Benim bu konudaki düşüncelerimi yazmama gerek yok.
Dünkü Star'da sevgili meslektaşım
Ahmet Kekeç benim bu konuda yazmayı düşündüklerimi yazmıştı. Kekeç şöyle diyordu:
Kekeç'in yaklaşımı
- "
Mehmet Barlas' ı
tebrik ediyorum... Filozofik çıkışlar yapmaya pek meraklı
Reha Muhtar dostumuzun da buyurduğu gibi, ' fikirler zıt olabilir; gazetecilik ve yazının kaderi bizim ortak noktamızdır...'
Bu ortaklığın yüzü suyu hürmetine ve de 'insanlık' adına Mehmet Barlas oradaydı...

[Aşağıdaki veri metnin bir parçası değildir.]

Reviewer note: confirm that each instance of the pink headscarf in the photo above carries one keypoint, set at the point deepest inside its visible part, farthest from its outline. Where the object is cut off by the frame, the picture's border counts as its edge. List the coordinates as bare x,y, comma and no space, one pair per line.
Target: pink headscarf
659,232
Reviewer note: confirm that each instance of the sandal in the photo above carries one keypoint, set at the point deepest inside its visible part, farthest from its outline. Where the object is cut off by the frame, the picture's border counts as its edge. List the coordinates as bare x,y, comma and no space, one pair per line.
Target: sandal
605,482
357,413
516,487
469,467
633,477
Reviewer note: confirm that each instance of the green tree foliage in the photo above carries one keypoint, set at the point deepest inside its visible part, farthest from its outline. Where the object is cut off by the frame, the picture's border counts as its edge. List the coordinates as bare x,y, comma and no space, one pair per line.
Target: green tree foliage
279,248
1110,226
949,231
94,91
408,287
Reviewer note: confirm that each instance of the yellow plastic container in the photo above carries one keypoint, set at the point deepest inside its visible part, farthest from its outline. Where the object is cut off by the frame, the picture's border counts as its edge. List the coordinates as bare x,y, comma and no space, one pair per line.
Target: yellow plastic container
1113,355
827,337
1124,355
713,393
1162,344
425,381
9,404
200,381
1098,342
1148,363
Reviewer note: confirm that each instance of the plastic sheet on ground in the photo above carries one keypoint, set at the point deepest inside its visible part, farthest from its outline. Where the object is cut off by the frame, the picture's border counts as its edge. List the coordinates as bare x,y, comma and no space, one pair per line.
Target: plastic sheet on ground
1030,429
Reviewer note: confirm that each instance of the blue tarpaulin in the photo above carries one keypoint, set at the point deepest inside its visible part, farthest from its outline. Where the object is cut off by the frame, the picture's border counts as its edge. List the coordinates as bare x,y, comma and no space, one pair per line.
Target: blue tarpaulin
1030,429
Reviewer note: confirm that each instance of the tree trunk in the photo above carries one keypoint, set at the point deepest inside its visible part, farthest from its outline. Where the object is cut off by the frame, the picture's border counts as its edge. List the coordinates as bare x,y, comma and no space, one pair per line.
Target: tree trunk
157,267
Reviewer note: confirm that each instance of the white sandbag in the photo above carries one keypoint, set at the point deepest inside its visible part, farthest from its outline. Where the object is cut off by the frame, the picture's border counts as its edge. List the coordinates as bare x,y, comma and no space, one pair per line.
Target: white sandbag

Mustafa Balbay' la dayanışma toplantısındaydı yani...
Diyebilirim ki, toplantıdaki tek aykırı sesti.
Muhtar'lar, Ekşi'ler, Kongar'lar, Türenç'ler, Som'lar, şunlar bunlar, yapıp ettikleriyle zaten Balbay'la 'omuzdaş' bir görüntü veriyorlardı ve orada bulunmalarından daha
doğal bir şey olamazdı.
Barlas'ın mevcudiyeti bu nedenle önemlidir.
Hem de çok önemlidir...
Bu
jest, bu kadirbilirlik, bu yüksek dayanışma duygusu 'öteki' ne reva görülenleri derin bir memnuniyetle izleyen bazı konseycilere, bazı andıçseverlere, 'gazeteci' kılıklı bazı
TÜSİAD üyelerine, bazı ' Alçakları tanıyalım' müelliflerine, mensup görüntüsü altında çevirmedik fırıldak kalmayan bazı karargâh yazarlarına, bazı 'şişman' ama 'mutlu' müntesiplere, bazı kifayetsizlere, bazı terbiyesizlere
kapak olsun...
İstanbul dışında olmasaydım, ben de katılmak isterdim.
Balbay, her şeye rağmen, bir gazetecidir.
Fikrine katılırsınız, katılmazsınız... Elinde kaleminden başka bir
silah, bir tamamlayıcı 'aparat' bulunmamaktadır."